Hesabım
    Dehşet Gezegeni
    BEYAZPERDE ELEŞTİRİSİ
    3,5
    İyi
    Dehşet Gezegeni

    Dehşet Gezegeni’nden Kaçış

    Yazar: Serdar Kökçeoğlu

    Eğer tür sinemasının kıdemli isimlerinden John Carpenter, Lloyd Kaufman’ın ucuz ve eğlenceli korku filmleri şirketi 'Troma' hesabına bir film çekseydi, herhalde ortaya aşağı yukarı Dehşet Gezegeni gibi bir film çıkardı. 'Grindhouse' projesinin geç gelen yarısı Dehşet Gezegeni bir Robert Rodriguez filminden çok eğlenceli bir Carpenter parodisi gibi duruyor. Quentin Tarantino, Grindhouse için çektiği Ölüm Geçirmez’in özellikle ikinci yarısında tam bir Tarantino eğlencesi sunmuştu; Rodriguez projenin ruhuna daha fazla sadık kalmayı tercih ederek katıksız bir istismar sineması örneği ortaya çıkarıyor. Bu anlamda eksiği yok fazlası var diyebiliriz, midesi hassas olanları şimdiden uyaralım.
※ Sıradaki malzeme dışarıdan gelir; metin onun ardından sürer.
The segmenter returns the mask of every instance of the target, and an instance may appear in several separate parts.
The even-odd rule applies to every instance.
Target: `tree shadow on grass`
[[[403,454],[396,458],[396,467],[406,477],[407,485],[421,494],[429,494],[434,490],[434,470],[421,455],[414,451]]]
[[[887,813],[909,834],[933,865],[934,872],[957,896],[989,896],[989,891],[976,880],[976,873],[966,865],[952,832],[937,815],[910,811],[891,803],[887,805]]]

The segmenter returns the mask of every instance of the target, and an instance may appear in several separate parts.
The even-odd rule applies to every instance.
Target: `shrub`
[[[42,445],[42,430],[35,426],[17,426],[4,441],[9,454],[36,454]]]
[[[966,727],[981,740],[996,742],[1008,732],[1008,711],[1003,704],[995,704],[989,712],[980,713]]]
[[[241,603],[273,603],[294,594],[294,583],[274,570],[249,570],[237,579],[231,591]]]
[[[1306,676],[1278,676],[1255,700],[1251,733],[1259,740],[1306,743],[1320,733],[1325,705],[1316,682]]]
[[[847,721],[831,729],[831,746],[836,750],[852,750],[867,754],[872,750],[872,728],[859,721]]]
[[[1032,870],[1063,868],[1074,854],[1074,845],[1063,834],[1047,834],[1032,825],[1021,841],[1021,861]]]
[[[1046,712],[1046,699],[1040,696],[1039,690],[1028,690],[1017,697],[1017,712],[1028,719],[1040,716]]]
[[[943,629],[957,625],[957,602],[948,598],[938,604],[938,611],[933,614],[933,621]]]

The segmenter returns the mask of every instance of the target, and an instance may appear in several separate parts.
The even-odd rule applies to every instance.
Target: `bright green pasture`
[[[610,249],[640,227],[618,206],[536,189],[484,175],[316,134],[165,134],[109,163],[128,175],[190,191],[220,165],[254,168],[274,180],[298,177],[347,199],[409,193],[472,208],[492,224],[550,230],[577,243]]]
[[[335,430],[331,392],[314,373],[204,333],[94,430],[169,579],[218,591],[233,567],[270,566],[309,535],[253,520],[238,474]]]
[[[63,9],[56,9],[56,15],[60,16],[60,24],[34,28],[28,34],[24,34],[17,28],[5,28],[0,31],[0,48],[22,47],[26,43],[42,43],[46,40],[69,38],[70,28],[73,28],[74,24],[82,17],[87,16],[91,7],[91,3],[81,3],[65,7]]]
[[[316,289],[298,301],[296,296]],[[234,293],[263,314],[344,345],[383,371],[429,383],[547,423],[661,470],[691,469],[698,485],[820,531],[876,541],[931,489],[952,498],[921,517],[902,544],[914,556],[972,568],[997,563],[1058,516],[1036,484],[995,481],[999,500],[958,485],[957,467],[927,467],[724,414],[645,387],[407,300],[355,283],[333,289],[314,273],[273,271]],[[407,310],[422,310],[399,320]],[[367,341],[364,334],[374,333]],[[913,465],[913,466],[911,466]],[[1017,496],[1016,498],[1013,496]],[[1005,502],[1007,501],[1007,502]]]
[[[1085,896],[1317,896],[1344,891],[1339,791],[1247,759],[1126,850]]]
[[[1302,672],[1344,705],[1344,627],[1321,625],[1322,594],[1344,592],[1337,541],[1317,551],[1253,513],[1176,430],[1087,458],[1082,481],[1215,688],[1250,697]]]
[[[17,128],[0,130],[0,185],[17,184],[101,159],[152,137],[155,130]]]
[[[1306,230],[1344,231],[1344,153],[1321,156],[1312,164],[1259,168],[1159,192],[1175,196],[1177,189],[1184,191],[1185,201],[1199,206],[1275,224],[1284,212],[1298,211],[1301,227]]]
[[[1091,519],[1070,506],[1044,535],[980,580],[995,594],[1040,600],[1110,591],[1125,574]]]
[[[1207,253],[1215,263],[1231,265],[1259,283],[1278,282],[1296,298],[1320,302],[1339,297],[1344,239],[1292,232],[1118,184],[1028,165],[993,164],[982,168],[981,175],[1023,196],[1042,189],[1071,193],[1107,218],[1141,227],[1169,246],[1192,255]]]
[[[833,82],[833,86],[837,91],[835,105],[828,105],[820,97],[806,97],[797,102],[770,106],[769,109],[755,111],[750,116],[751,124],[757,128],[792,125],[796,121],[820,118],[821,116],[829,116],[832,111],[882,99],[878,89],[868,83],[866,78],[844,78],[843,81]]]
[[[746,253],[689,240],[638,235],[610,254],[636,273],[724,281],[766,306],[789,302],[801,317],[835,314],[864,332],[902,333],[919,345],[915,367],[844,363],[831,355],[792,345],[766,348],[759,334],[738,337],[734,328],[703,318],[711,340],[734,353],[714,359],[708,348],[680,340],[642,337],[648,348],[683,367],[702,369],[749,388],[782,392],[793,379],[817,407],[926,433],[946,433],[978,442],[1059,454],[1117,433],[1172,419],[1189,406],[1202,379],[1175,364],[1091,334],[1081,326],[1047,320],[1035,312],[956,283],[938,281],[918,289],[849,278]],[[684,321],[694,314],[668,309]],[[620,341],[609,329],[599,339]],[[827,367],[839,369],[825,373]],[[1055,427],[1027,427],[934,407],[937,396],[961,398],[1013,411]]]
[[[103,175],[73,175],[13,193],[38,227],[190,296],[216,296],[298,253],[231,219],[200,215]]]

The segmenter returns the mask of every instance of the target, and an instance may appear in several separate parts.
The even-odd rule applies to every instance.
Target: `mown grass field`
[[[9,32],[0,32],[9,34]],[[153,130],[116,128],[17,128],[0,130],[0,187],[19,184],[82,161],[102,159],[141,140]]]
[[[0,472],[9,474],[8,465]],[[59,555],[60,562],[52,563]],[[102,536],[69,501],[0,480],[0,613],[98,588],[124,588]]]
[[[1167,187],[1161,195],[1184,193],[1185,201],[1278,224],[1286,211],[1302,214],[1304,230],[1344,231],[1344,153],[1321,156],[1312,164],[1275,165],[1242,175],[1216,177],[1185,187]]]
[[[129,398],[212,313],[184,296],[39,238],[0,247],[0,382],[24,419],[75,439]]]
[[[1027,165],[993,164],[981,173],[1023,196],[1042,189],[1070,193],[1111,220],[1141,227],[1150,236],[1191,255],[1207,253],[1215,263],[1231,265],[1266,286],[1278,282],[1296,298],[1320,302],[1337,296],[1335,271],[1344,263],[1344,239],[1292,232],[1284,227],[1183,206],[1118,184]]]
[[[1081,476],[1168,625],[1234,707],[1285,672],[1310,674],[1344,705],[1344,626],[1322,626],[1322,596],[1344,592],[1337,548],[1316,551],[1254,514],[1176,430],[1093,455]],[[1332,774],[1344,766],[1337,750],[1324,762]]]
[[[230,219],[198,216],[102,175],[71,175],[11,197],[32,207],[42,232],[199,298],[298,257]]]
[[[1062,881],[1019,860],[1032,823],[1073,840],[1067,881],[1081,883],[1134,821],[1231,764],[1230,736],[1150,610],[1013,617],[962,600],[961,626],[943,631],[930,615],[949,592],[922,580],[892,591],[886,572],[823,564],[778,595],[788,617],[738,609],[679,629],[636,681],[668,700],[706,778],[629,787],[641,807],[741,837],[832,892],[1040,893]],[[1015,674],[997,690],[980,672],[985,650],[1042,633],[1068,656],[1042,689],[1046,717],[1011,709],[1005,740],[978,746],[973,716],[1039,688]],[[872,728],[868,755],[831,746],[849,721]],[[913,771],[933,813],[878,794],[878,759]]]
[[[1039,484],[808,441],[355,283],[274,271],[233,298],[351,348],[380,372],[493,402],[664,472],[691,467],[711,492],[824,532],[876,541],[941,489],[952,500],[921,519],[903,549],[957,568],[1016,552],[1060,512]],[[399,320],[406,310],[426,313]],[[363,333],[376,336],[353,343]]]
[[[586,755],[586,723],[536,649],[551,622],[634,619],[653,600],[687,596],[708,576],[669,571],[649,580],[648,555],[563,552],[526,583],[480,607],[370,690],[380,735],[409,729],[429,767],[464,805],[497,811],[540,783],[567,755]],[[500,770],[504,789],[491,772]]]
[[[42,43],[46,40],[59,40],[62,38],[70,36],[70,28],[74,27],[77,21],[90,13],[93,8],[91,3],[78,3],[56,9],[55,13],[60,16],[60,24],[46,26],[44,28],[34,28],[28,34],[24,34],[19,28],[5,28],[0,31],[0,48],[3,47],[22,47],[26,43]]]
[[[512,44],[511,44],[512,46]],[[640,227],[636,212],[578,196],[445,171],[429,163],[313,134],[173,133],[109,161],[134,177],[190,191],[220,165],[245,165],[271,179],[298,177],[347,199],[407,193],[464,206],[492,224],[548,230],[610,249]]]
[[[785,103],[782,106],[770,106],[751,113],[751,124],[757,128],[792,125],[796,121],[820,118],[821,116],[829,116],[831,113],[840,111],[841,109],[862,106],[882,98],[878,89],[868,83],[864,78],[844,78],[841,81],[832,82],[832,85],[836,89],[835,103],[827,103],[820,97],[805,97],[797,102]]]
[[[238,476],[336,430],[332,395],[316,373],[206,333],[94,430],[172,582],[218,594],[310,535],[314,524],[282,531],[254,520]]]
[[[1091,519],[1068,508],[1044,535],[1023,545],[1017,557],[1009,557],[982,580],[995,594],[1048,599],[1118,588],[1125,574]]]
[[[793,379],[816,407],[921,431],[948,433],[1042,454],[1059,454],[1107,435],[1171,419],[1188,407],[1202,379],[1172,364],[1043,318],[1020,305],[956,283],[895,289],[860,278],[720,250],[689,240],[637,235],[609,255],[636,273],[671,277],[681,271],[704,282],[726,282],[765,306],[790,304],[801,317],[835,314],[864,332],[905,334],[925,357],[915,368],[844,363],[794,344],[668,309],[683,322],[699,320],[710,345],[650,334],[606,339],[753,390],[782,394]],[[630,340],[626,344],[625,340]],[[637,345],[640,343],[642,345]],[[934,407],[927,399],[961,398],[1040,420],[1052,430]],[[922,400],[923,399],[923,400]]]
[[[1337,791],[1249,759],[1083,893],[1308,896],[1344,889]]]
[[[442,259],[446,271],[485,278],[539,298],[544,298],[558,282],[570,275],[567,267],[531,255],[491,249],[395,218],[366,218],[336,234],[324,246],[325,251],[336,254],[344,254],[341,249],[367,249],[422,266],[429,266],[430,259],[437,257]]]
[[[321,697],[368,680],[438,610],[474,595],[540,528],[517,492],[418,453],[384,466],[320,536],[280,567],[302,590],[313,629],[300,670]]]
    28 Hafta Sonra’nın politik göndermeleri ile iyice bir ciddiyet kazanan zombiler Dehşet Gezegeni’nde daha çok Troma gezegeninden fırlayıp gelmiş ıslak canavarlar olarak karşımıza çıkıyor. Gizemli kahraman, bilim adamı, dansçı, doktor, çocuk bakıcısı, ızgaracı gibi farklı kimliklere ve mesleklere sahip olan bir grup insan, askeri denemelerin kontrolden çıkması sonucu yayılan gazlı bir virüsten kaçmaya çalışıyorlar. Rodriguez’in türün klişelerini kucaklayan hikayesi George Romero ve John Carpenter klasiklerine sayısız göndermelerle dolu. Sette yönetmene ilham veren John Carpenter müzikleri filmin soundtrack’inde de ufak değişikliklerle karşımıza çıkarak sürpriz yapıyor.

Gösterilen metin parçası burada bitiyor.